We depleted histone B4 from Xenopus egg extract using established protocols (Figure 6C, Dasso et al., 1994; Dimitrov et al., 1994) and examined the assembly of nucleosomes in the presence or absence of sodium butyrate (Figure 6D). We find that nucleosomes are assembled with comparable efficiency (data not shown) and comparable resistance to micrococcal nuclease independently of sodium butyrate (Figure 6D, compare lanes 1‐6 with 7‐14). There is a slight increase in nuclease sensitivity following depletion of histone B4 (Figure 6D, compare lanes 1‐3 and 7‐10 with 4‐6 and 11‐14). Our next experiments examined the consequences for the transcription of two class III genes: satellite I DNA (Wolffe, 1989) and a 5S rRNA gene, that are assembled into chromatin under these various conditions on a replicating template. As a control, we made use of double‐stranded DNA templates that are assembled into chromatin inefficiently and that remain transcriptionally competent under these reaction conditions (Almouzni et al., 1990b, 1991). We find that the depletion of histone B4 from the extract leads to a modest 2‐fold stimulation of transcription (Figure 6E, compare lanes 3 and 4), as does the addition of sodium butyrate (Figure 6E, compare lanes 3 and 5). However, when the extract is both depleted of histone B4 and maintained in the presence of sodium butyrate, there is a >10‐fold augmentation of transcription (Figure 6E, compare lanes 3 and 6). Transcription levels become similar to those of a comparable mass of double‐stranded DNA that is only inefficiently assembled into chromatin in this system (Figure 6E, compare lanes 1 and 6). Thus linker histone deficiency and the maintenance of histone acetylation states also contribute to facilitating transcription from chromatin assembled under these conditions (see also Figures 1 and 5).

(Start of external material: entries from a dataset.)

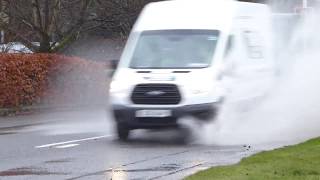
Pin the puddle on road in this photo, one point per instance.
(15, 129)
(164, 167)
(24, 171)
(58, 161)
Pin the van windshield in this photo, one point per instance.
(174, 49)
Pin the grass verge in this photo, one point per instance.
(299, 162)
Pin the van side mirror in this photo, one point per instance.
(114, 64)
(230, 44)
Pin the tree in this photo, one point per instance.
(53, 24)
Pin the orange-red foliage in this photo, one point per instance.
(27, 79)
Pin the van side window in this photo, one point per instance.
(253, 43)
(230, 44)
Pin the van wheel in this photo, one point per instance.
(123, 132)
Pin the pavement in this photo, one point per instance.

The major conclusion from this work is that acetylation of the core histones facilitates transcription of chromatin templates in the absence of linker histones (Figures 1, 5 and 6). Incorporation of linker histones into chromatin represses transcription independently of core histone acetylation (Figures 5 and 6). We have also excluded two molecular mechanisms by which acetylation of the core histones might facilitate transcription. Neither nucleosome mobility nor nucleosome positioning change as a consequence of histone acetylation (Figures 2,3,4). We suggest that local changes in the stability with which the N‐terminal tails of the core histones contact DNA in the nucleosome dependent on their acetylation (Hong et al., 1993) will have the major influence on transcription within these model templates.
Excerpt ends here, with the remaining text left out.